The most thrilling and delightful moment of any school day is opening up your baon during breaks. There is always so much excitement in unveiling your homemade meal and snacks housed inside matching heat-insulating containers. Because preparing packed meals is an age-old tradition of showing parental love, loved ones pour effort into curating a nutritious meal accompanied by a selection of side dishes, desserts, and beverages daily; it reminds us that we are being taken care of, even from far away.

Baon plays a significant role in a Filipino childhood. Almost every Filipino child comes to school with baon made especially for them by their parents or household helpers. Even Filipinos in the labor force continue to bring baon for varying reasons: to save money, recycle leftovers, cater to personal taste, or attend to special needs. Nonetheless, eating your baon is a heart-warming experience that allows Filipinos to bring a piece of home along with them wherever they go.

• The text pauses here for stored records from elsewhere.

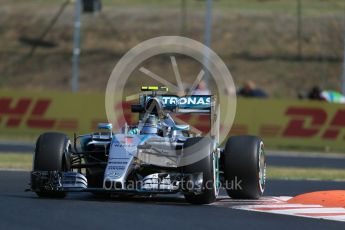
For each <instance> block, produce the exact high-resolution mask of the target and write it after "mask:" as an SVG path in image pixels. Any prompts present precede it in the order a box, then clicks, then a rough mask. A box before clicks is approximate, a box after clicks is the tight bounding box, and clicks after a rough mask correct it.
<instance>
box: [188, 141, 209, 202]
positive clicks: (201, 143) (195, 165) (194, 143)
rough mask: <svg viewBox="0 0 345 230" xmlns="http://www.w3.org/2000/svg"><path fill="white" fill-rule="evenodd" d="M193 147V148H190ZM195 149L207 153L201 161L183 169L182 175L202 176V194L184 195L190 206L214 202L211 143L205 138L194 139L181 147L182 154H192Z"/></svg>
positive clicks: (192, 147) (192, 164)
mask: <svg viewBox="0 0 345 230" xmlns="http://www.w3.org/2000/svg"><path fill="white" fill-rule="evenodd" d="M192 146H193V147H192ZM195 148H197V150H198V151H200V150H201V151H207V152H205V155H207V156H206V157H205V158H203V159H202V160H200V161H198V162H196V163H193V164H191V165H187V166H184V167H183V172H184V173H199V172H201V173H202V174H203V183H202V192H201V193H200V194H193V193H192V194H190V193H186V194H185V195H184V196H185V199H186V200H187V201H188V202H189V203H191V204H210V203H213V202H214V201H215V200H216V188H215V171H214V170H215V169H214V162H213V161H214V158H213V154H212V141H211V140H210V139H209V138H205V137H194V138H190V139H187V141H186V142H185V143H184V145H183V149H184V154H192V153H193V152H194V151H195Z"/></svg>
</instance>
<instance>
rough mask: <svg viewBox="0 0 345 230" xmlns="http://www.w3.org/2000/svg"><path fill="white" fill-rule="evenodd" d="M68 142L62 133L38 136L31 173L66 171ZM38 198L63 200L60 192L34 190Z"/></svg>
mask: <svg viewBox="0 0 345 230" xmlns="http://www.w3.org/2000/svg"><path fill="white" fill-rule="evenodd" d="M69 145H70V141H69V139H68V138H67V136H66V135H65V134H63V133H57V132H49V133H44V134H42V135H40V136H39V138H38V139H37V142H36V149H35V154H34V161H33V171H68V170H69V152H68V150H69ZM36 194H37V195H38V196H39V197H51V198H63V197H65V196H66V193H65V192H62V191H49V190H45V189H44V188H40V189H39V190H38V191H37V190H36Z"/></svg>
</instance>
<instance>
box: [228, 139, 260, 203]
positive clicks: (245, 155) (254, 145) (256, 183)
mask: <svg viewBox="0 0 345 230" xmlns="http://www.w3.org/2000/svg"><path fill="white" fill-rule="evenodd" d="M222 161H223V162H222V163H223V168H224V176H225V187H226V191H227V193H228V195H229V196H230V197H232V198H240V199H258V198H259V197H261V196H262V194H263V192H264V190H265V180H266V160H265V154H264V144H263V142H262V140H261V139H260V138H258V137H256V136H236V137H231V138H229V140H228V141H227V143H226V146H225V149H224V155H223V160H222Z"/></svg>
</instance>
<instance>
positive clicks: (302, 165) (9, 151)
mask: <svg viewBox="0 0 345 230" xmlns="http://www.w3.org/2000/svg"><path fill="white" fill-rule="evenodd" d="M34 149H35V146H34V144H30V143H16V142H13V143H8V142H0V154H1V153H2V152H9V153H13V152H17V153H33V152H34ZM267 164H268V165H271V166H282V167H304V168H335V169H344V168H345V154H344V157H342V156H341V157H339V156H336V157H335V156H332V155H329V154H328V155H325V156H320V155H319V156H314V155H311V156H306V155H303V156H295V155H291V154H289V153H284V154H274V153H273V154H268V155H267Z"/></svg>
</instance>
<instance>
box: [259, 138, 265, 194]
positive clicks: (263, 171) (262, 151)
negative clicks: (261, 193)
mask: <svg viewBox="0 0 345 230" xmlns="http://www.w3.org/2000/svg"><path fill="white" fill-rule="evenodd" d="M265 183H266V157H265V151H264V144H263V142H261V143H260V148H259V187H260V191H261V192H262V193H263V192H264V190H265Z"/></svg>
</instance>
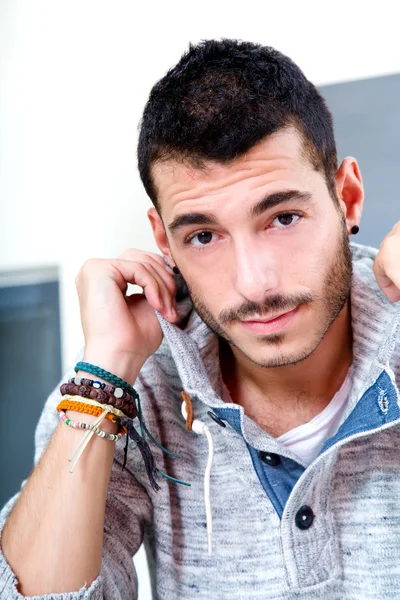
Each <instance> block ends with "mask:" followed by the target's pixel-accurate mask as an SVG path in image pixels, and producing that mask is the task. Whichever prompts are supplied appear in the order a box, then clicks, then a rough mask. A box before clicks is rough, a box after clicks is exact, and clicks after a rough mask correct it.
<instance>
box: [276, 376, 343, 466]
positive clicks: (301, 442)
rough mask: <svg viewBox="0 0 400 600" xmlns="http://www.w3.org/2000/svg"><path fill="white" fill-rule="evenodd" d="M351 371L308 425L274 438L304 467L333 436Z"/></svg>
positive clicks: (314, 458)
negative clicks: (290, 453) (321, 411)
mask: <svg viewBox="0 0 400 600" xmlns="http://www.w3.org/2000/svg"><path fill="white" fill-rule="evenodd" d="M352 372H353V369H352V367H350V370H349V372H348V374H347V377H346V379H345V380H344V382H343V384H342V387H341V388H340V390H339V391H338V392H336V394H335V395H334V397H333V398H332V400H331V401H330V402H329V404H328V406H326V407H325V408H324V410H323V411H322V412H320V413H319V414H318V415H316V416H315V417H314V418H313V419H311V421H309V422H308V423H304V424H303V425H299V426H298V427H295V428H294V429H291V430H290V431H287V432H286V433H284V434H283V435H281V436H279V437H278V438H276V439H277V440H278V441H280V442H282V444H284V445H285V446H286V447H287V448H288V449H290V450H291V452H293V454H296V456H298V457H299V458H300V459H301V460H302V461H303V462H304V463H305V464H306V465H309V464H310V463H312V461H313V460H314V459H315V458H316V457H317V456H318V454H319V453H320V451H321V448H322V446H323V445H324V443H325V442H326V440H328V439H329V438H330V437H332V436H333V435H335V433H336V431H337V429H338V427H339V421H340V418H341V416H342V413H343V410H344V407H345V405H346V402H347V398H348V395H349V391H350V388H351V379H352Z"/></svg>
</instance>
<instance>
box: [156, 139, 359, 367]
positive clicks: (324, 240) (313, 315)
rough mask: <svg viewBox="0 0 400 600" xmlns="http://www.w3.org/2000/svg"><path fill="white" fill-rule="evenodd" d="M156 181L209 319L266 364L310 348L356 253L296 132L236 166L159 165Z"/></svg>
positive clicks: (299, 355)
mask: <svg viewBox="0 0 400 600" xmlns="http://www.w3.org/2000/svg"><path fill="white" fill-rule="evenodd" d="M154 179H155V184H156V188H157V190H158V198H159V202H160V206H161V211H162V219H163V222H164V226H165V230H166V234H167V238H168V244H169V248H170V251H171V254H172V256H173V258H174V261H175V262H176V264H177V266H178V267H179V269H180V271H181V274H182V276H183V277H184V279H185V282H186V284H187V287H188V291H189V294H190V297H191V299H192V302H193V305H194V307H195V309H196V311H197V312H198V314H199V315H200V317H201V318H202V319H203V321H205V323H206V324H207V325H208V326H209V327H210V328H211V329H212V330H213V331H214V332H215V333H217V334H218V335H219V336H221V337H222V338H224V339H225V340H227V342H228V343H229V344H230V345H231V346H232V347H233V348H232V349H233V350H234V351H235V348H236V349H237V350H238V351H239V352H240V353H242V354H243V355H244V356H245V357H247V359H249V360H250V361H251V362H253V363H255V364H257V365H260V366H264V367H276V366H282V365H287V364H295V363H297V362H299V361H301V360H303V359H305V358H306V357H307V356H309V355H310V354H311V353H312V352H313V351H314V350H315V348H316V347H317V346H318V344H319V342H320V341H321V340H322V338H323V337H324V335H325V334H326V333H327V331H328V329H329V327H330V325H331V324H332V322H333V321H334V320H335V319H336V317H337V316H338V314H339V312H340V311H341V309H342V308H343V306H344V304H345V303H346V300H347V298H348V295H349V290H350V282H351V254H350V248H349V242H348V237H347V231H346V225H345V221H344V217H343V213H342V212H341V211H339V210H338V207H337V206H336V205H335V203H334V201H333V200H332V198H331V196H330V195H329V192H328V189H327V186H326V183H325V180H324V177H323V175H322V174H321V173H318V172H316V171H315V170H314V169H313V168H312V166H311V165H310V164H309V163H308V162H307V160H306V159H305V158H304V154H302V145H301V141H300V137H299V136H298V134H297V133H296V132H295V131H294V130H293V129H291V130H286V131H281V132H278V133H276V134H274V135H273V136H270V137H269V138H267V139H266V140H265V141H263V142H262V143H259V144H258V145H257V146H255V147H254V148H252V149H251V150H250V151H249V152H248V153H247V154H246V155H245V156H244V157H242V158H240V159H239V160H236V161H234V162H232V163H231V164H229V165H223V166H222V165H217V164H208V165H207V169H205V170H196V169H193V168H190V167H188V166H187V165H183V164H179V163H176V162H172V161H171V162H170V163H167V164H163V165H156V166H155V167H154ZM189 215H191V216H189ZM274 317H279V318H276V319H275V320H271V319H273V318H274ZM267 320H269V322H266V323H265V321H267ZM244 321H247V323H244ZM249 321H253V322H254V321H264V323H258V324H257V323H250V322H249Z"/></svg>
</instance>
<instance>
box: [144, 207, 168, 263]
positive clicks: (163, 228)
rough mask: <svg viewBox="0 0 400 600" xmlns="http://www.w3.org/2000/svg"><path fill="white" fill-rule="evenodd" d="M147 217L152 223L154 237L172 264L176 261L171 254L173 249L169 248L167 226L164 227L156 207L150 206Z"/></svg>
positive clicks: (153, 234)
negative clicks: (155, 208) (172, 257)
mask: <svg viewBox="0 0 400 600" xmlns="http://www.w3.org/2000/svg"><path fill="white" fill-rule="evenodd" d="M147 217H148V219H149V221H150V225H151V228H152V230H153V235H154V239H155V241H156V244H157V246H158V248H159V249H160V251H161V252H162V254H164V256H166V257H167V258H168V262H169V263H170V265H171V266H172V265H173V262H174V261H173V258H172V255H171V251H170V249H169V245H168V239H167V235H166V233H165V228H164V223H163V221H162V219H161V217H160V215H159V213H158V212H157V210H156V209H155V208H154V206H152V207H151V208H149V210H148V211H147Z"/></svg>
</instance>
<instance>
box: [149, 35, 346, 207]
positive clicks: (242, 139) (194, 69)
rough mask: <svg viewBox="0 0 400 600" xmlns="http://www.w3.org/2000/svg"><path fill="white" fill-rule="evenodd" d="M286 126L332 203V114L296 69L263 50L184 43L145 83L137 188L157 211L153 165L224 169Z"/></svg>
mask: <svg viewBox="0 0 400 600" xmlns="http://www.w3.org/2000/svg"><path fill="white" fill-rule="evenodd" d="M289 126H294V127H295V128H296V129H297V131H298V132H299V134H300V136H301V138H302V141H303V150H304V153H305V156H306V158H308V160H309V161H310V163H311V165H312V166H313V167H314V168H315V169H316V170H317V171H320V172H321V173H324V176H325V180H326V183H327V186H328V189H329V192H330V194H331V196H332V197H333V198H334V199H336V191H335V183H334V176H335V173H336V170H337V152H336V143H335V137H334V132H333V122H332V115H331V113H330V111H329V109H328V107H327V105H326V103H325V100H324V98H323V97H322V96H321V94H320V93H319V92H318V90H317V88H316V87H315V86H314V85H313V84H312V83H311V82H310V81H308V79H307V78H306V77H305V75H304V74H303V72H302V71H301V69H300V68H299V67H298V66H297V65H296V64H295V63H294V62H293V61H292V60H291V59H290V58H288V57H287V56H285V55H284V54H282V53H280V52H278V51H277V50H275V49H274V48H271V47H269V46H262V45H260V44H254V43H251V42H243V41H239V40H230V39H222V40H204V41H202V42H201V43H199V44H197V45H192V44H190V45H189V49H188V51H187V52H186V53H184V54H183V56H182V57H181V59H180V60H179V62H178V63H177V64H176V65H175V67H173V68H171V69H170V70H169V71H168V72H167V74H166V75H165V76H164V77H163V78H162V79H160V81H158V82H157V83H156V84H155V85H154V86H153V88H152V90H151V92H150V96H149V99H148V101H147V103H146V106H145V109H144V112H143V117H142V120H141V124H140V133H139V143H138V167H139V173H140V177H141V179H142V182H143V185H144V187H145V190H146V192H147V194H148V195H149V197H150V199H151V201H152V202H153V204H154V205H155V207H156V208H157V210H158V211H160V206H159V203H158V201H157V190H156V188H155V185H154V181H153V178H152V173H151V167H152V165H153V164H154V163H155V162H157V161H164V160H169V159H173V160H178V161H181V162H187V163H189V164H191V165H193V166H194V167H196V168H204V167H205V166H206V162H207V161H216V162H219V163H221V164H226V163H229V162H231V161H233V160H235V159H236V158H239V157H240V156H241V155H243V154H244V153H245V152H246V151H248V150H249V149H250V148H251V147H252V146H254V145H255V144H256V143H257V142H259V141H261V140H262V139H263V138H265V137H266V136H268V135H271V134H272V133H275V132H276V131H278V130H280V129H283V128H286V127H289Z"/></svg>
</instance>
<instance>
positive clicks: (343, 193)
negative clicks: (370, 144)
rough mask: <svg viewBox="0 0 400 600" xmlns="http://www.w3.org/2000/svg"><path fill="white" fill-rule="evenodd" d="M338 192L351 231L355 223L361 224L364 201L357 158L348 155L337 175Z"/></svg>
mask: <svg viewBox="0 0 400 600" xmlns="http://www.w3.org/2000/svg"><path fill="white" fill-rule="evenodd" d="M335 182H336V192H337V196H338V198H339V202H340V205H341V207H342V210H343V212H344V216H345V218H346V223H347V229H348V231H349V233H350V231H351V228H352V227H353V225H360V221H361V213H362V207H363V203H364V186H363V182H362V178H361V173H360V169H359V166H358V163H357V161H356V159H355V158H353V157H352V156H347V157H346V158H345V159H344V160H343V162H342V164H341V165H340V167H339V169H338V170H337V172H336V176H335Z"/></svg>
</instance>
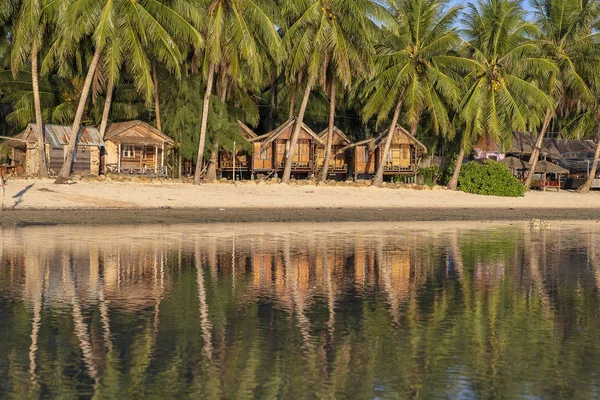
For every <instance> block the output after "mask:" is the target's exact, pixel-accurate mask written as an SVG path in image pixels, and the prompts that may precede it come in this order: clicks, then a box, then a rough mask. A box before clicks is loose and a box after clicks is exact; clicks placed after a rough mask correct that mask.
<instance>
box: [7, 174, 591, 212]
mask: <svg viewBox="0 0 600 400" xmlns="http://www.w3.org/2000/svg"><path fill="white" fill-rule="evenodd" d="M15 204H16V205H15ZM5 205H6V206H7V207H13V206H15V209H27V208H48V209H56V208H156V207H173V208H183V207H197V208H225V209H227V208H296V207H298V208H299V207H310V208H317V207H325V208H337V207H342V208H355V207H360V208H389V207H393V208H449V209H452V208H519V209H525V208H527V209H530V208H534V209H537V208H600V192H593V193H590V194H588V195H582V194H577V193H572V192H568V191H561V192H558V193H557V192H537V191H533V192H531V193H528V194H527V195H526V196H525V197H522V198H504V197H492V196H478V195H470V194H466V193H462V192H451V191H447V190H411V189H389V188H373V187H339V186H335V187H334V186H284V185H271V184H261V185H257V184H256V183H253V182H247V183H238V184H236V185H233V184H204V185H201V186H193V185H191V184H175V183H173V184H150V183H149V184H139V183H138V184H136V183H118V182H98V183H83V182H79V183H73V184H70V185H54V184H53V181H52V180H14V181H12V180H11V181H8V183H7V187H6V194H5Z"/></svg>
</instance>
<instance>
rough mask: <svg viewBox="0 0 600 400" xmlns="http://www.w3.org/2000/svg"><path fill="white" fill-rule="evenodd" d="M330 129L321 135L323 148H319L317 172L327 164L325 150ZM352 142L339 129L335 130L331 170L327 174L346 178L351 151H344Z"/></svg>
mask: <svg viewBox="0 0 600 400" xmlns="http://www.w3.org/2000/svg"><path fill="white" fill-rule="evenodd" d="M328 134H329V129H325V130H324V131H323V132H321V133H320V134H319V138H321V141H322V142H323V146H319V147H318V148H317V170H318V171H321V169H322V168H323V164H324V162H325V148H326V147H327V135H328ZM351 143H352V141H351V140H350V139H348V137H347V136H346V135H345V134H344V132H342V131H341V130H340V129H339V128H338V127H334V128H333V140H332V142H331V156H330V158H329V168H328V169H327V172H328V173H329V174H331V175H337V176H345V175H347V174H348V164H349V157H348V155H349V154H348V153H350V151H342V149H343V148H345V147H346V146H348V145H350V144H351Z"/></svg>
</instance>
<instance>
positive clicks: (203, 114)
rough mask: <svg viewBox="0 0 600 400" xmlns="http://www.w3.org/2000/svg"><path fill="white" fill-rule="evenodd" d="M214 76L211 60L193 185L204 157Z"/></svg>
mask: <svg viewBox="0 0 600 400" xmlns="http://www.w3.org/2000/svg"><path fill="white" fill-rule="evenodd" d="M214 78H215V63H214V62H211V63H210V66H209V67H208V79H207V81H206V92H205V93H204V104H203V105H202V122H201V123H200V143H199V144H198V157H197V158H196V171H195V172H194V185H199V184H200V175H201V174H202V164H203V161H204V160H203V157H204V145H205V143H206V128H207V126H208V110H209V108H210V95H211V93H212V86H213V80H214Z"/></svg>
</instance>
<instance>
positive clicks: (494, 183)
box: [458, 160, 525, 197]
mask: <svg viewBox="0 0 600 400" xmlns="http://www.w3.org/2000/svg"><path fill="white" fill-rule="evenodd" d="M458 190H461V191H463V192H466V193H474V194H485V195H490V196H505V197H522V196H524V195H525V186H524V185H523V184H522V183H521V182H520V181H519V180H518V179H517V178H515V177H514V176H513V175H512V174H511V172H510V170H509V169H508V167H507V166H506V165H504V164H502V163H499V162H496V161H491V160H486V161H484V162H483V163H478V162H475V161H471V162H469V163H467V164H465V165H463V167H462V168H461V171H460V175H459V177H458Z"/></svg>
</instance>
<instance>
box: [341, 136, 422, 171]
mask: <svg viewBox="0 0 600 400" xmlns="http://www.w3.org/2000/svg"><path fill="white" fill-rule="evenodd" d="M388 132H389V128H388V129H386V130H385V131H384V132H383V133H381V134H380V135H379V136H377V137H375V138H371V139H367V140H363V141H362V142H358V143H354V144H351V145H348V146H346V147H344V148H342V149H341V150H340V151H346V150H348V149H353V150H354V152H353V156H352V161H351V166H352V174H353V175H354V179H357V178H359V177H361V176H362V177H364V176H371V175H374V174H375V173H376V172H377V168H378V167H379V160H380V159H381V152H382V151H383V149H384V147H385V141H386V138H387V135H388ZM425 154H427V148H426V147H425V146H424V145H423V143H421V142H419V141H418V140H417V139H416V138H415V137H414V136H413V135H411V134H410V132H408V131H407V130H406V129H404V128H403V127H401V126H400V125H396V130H395V132H394V136H393V138H392V144H391V146H390V151H389V153H388V154H387V156H386V157H385V160H384V162H385V166H384V169H383V173H384V175H415V174H416V173H417V169H418V165H419V162H420V160H421V158H422V157H423V155H425Z"/></svg>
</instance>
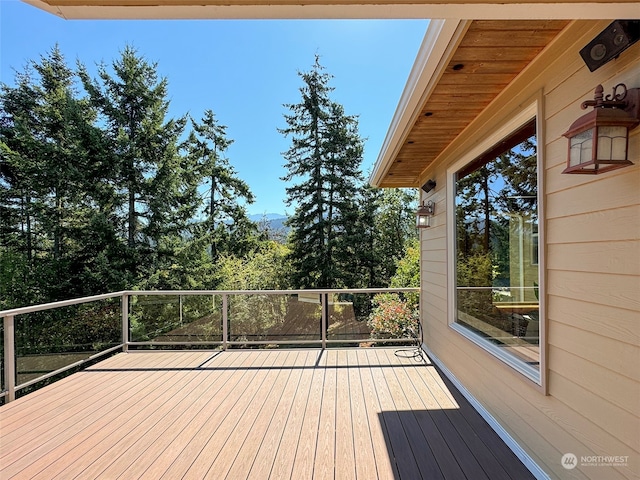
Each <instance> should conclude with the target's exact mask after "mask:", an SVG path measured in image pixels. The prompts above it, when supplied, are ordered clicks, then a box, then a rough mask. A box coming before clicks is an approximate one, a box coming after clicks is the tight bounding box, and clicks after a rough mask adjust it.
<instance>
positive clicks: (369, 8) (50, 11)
mask: <svg viewBox="0 0 640 480" xmlns="http://www.w3.org/2000/svg"><path fill="white" fill-rule="evenodd" d="M22 1H24V2H26V3H29V4H31V5H34V6H35V7H38V8H40V9H42V10H45V11H47V12H50V13H52V14H54V15H57V16H59V17H62V18H66V19H195V18H198V19H205V18H210V19H214V18H234V19H247V18H251V19H257V18H265V19H266V18H280V19H295V18H336V19H337V18H357V19H365V18H372V19H374V18H375V19H380V18H398V19H402V18H415V19H425V18H438V19H447V18H449V19H459V18H460V15H461V14H464V15H465V17H464V18H466V19H509V20H512V19H530V18H578V19H601V18H635V16H636V15H637V0H614V1H613V2H611V1H607V0H604V1H603V0H563V1H559V2H549V0H527V1H526V3H525V2H523V1H522V0H501V1H497V0H489V1H487V0H421V1H419V2H416V1H415V0H364V1H358V2H354V1H353V0H197V1H194V0H22ZM577 5H579V6H577Z"/></svg>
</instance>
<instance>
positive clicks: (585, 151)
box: [569, 129, 593, 167]
mask: <svg viewBox="0 0 640 480" xmlns="http://www.w3.org/2000/svg"><path fill="white" fill-rule="evenodd" d="M570 142H571V143H570V149H569V166H570V167H575V166H576V165H580V164H582V163H587V162H590V161H591V160H592V156H593V130H591V129H589V130H586V131H584V132H580V133H578V134H577V135H575V136H573V137H571V140H570Z"/></svg>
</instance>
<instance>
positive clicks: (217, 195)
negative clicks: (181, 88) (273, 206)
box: [187, 110, 257, 262]
mask: <svg viewBox="0 0 640 480" xmlns="http://www.w3.org/2000/svg"><path fill="white" fill-rule="evenodd" d="M191 123H192V126H193V131H192V132H191V134H190V136H189V139H188V141H187V145H188V147H187V148H188V151H189V158H190V159H191V161H192V162H193V164H194V165H195V167H194V168H195V170H196V172H197V173H198V175H199V176H200V178H201V179H202V180H203V181H204V182H205V184H206V185H207V190H206V192H205V195H206V196H207V199H206V206H205V212H204V213H205V216H206V219H205V221H204V233H205V234H206V235H207V236H208V237H209V239H210V250H211V258H212V259H213V261H214V262H215V261H216V260H217V259H218V257H219V256H220V254H222V253H234V254H238V255H243V254H245V253H246V251H247V249H248V247H247V245H246V242H247V241H248V238H251V237H253V236H254V235H255V232H256V230H257V227H256V226H255V225H254V224H253V222H251V221H250V220H249V219H248V217H247V213H246V210H245V208H244V206H243V205H242V204H241V203H240V202H242V201H244V202H246V203H253V201H254V197H253V194H252V193H251V190H250V189H249V186H248V185H247V184H246V182H244V181H243V180H241V179H240V178H238V176H237V173H236V171H235V170H234V169H233V167H232V166H231V165H230V164H229V161H228V160H227V158H226V157H225V156H224V153H225V151H226V150H227V148H228V147H229V145H231V143H232V142H233V140H229V139H227V137H226V129H227V127H226V126H224V125H220V124H219V123H218V121H217V120H216V118H215V115H214V113H213V111H212V110H206V111H205V112H204V116H203V118H202V120H201V122H200V123H197V122H196V121H194V120H193V119H192V120H191ZM249 243H251V242H249Z"/></svg>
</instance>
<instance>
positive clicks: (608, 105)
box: [580, 83, 640, 120]
mask: <svg viewBox="0 0 640 480" xmlns="http://www.w3.org/2000/svg"><path fill="white" fill-rule="evenodd" d="M580 107H581V108H582V109H583V110H586V109H587V108H589V107H594V108H619V109H621V110H624V111H625V112H627V113H628V114H629V115H630V116H631V117H632V118H635V119H637V120H640V88H631V89H628V88H627V86H626V85H625V84H624V83H619V84H617V85H616V86H615V87H613V91H612V93H611V94H610V95H604V88H603V87H602V85H598V86H597V87H596V90H595V92H594V96H593V100H585V101H584V102H582V105H581V106H580Z"/></svg>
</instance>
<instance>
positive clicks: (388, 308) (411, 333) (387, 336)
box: [367, 293, 418, 338]
mask: <svg viewBox="0 0 640 480" xmlns="http://www.w3.org/2000/svg"><path fill="white" fill-rule="evenodd" d="M373 304H374V305H375V306H374V308H373V310H372V312H371V314H370V315H369V319H368V320H367V324H368V325H369V328H370V329H371V336H372V337H374V338H375V337H378V338H400V337H409V336H411V334H412V332H413V333H416V332H418V315H417V312H416V310H415V309H414V308H412V307H411V305H409V303H408V302H406V301H405V300H402V299H401V298H400V296H399V295H398V294H396V293H381V294H378V295H375V296H374V297H373Z"/></svg>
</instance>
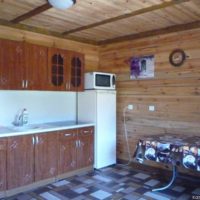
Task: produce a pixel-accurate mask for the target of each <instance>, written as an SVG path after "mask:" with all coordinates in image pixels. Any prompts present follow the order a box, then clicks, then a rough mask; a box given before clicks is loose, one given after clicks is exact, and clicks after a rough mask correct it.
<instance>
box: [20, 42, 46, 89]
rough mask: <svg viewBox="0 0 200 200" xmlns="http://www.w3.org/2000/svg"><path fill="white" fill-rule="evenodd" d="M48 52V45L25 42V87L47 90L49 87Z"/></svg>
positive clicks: (23, 82) (29, 88) (24, 80)
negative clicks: (31, 43) (32, 43)
mask: <svg viewBox="0 0 200 200" xmlns="http://www.w3.org/2000/svg"><path fill="white" fill-rule="evenodd" d="M47 53H48V48H47V47H44V46H39V45H35V44H30V43H25V68H24V70H25V76H24V78H23V81H24V82H23V89H28V90H45V89H46V88H48V74H47V61H48V60H47Z"/></svg>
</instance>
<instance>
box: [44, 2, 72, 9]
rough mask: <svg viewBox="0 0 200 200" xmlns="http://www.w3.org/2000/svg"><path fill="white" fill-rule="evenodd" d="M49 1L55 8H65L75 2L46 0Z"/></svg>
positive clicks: (64, 8) (58, 8)
mask: <svg viewBox="0 0 200 200" xmlns="http://www.w3.org/2000/svg"><path fill="white" fill-rule="evenodd" d="M48 1H49V3H50V4H51V5H52V6H53V7H54V8H56V9H61V10H65V9H67V8H70V7H71V6H73V5H74V4H75V3H76V0H48Z"/></svg>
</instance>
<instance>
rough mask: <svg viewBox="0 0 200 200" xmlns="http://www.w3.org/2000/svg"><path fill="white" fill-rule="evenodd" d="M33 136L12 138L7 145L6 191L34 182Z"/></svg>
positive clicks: (19, 136)
mask: <svg viewBox="0 0 200 200" xmlns="http://www.w3.org/2000/svg"><path fill="white" fill-rule="evenodd" d="M33 139H34V136H33V135H25V136H15V137H14V136H13V137H9V138H8V141H7V142H8V144H7V189H12V188H16V187H20V186H25V185H27V184H31V183H33V181H34V144H33Z"/></svg>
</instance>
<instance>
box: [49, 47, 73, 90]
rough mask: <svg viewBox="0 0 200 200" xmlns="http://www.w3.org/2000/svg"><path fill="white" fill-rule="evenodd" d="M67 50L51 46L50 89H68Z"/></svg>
mask: <svg viewBox="0 0 200 200" xmlns="http://www.w3.org/2000/svg"><path fill="white" fill-rule="evenodd" d="M67 57H68V54H67V51H65V50H61V49H55V48H49V56H48V58H49V66H48V71H49V76H48V78H49V85H50V90H68V88H67V87H68V82H69V81H68V73H67V71H68V63H67Z"/></svg>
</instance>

Even other cultures practice making packed lunch. In Japan, mothers create bento--Japanese meals in partitioned boxes. Because of the popularity of bento, trends have emerged, such as the Kyaraben, or character-themed bento. Naturally, Japanese parents and students began competing for who had the cutest and tastiest bento, and this is similar to what I have witnessed in my own childhood. I remember seeing my classmates sharing their snacks and lunches. They would compare and boast about their parents' or yayas’ cooking. In my case, I never had the chance to join in the competition or indulge in homemade cooking. Up until this day, I have never brought any baon to school.

For a long time, I envied others. As trivial or petty as it may seem, not having baon became a problem for my grade school self. During that time, I had to sit in a separate cafeteria away from my friends because the kids who bought food were assigned to sit elsewhere. You could consider me spoiled, but I wanted to experience something most kids did. I had food at home, so what made it so hard to bring some with me to school?

Now that I am on my final year in high school I have come to realize the benefits of purchasing my own food. Since I spent on food everyday, I learned to budget my allowance at a young age. Over the years, I learned to practice self-control whenever I wanted to eat more greasy fries and drink sweetened beverages. I have tasted the strangest viands at the school cafeterias, and I have repeatedly satiated myself over my latest delicious discoveries. Despite the struggles, I am thankful that I have never had baon because of what I have learned. Not to mention, I never had to experience eating cold food.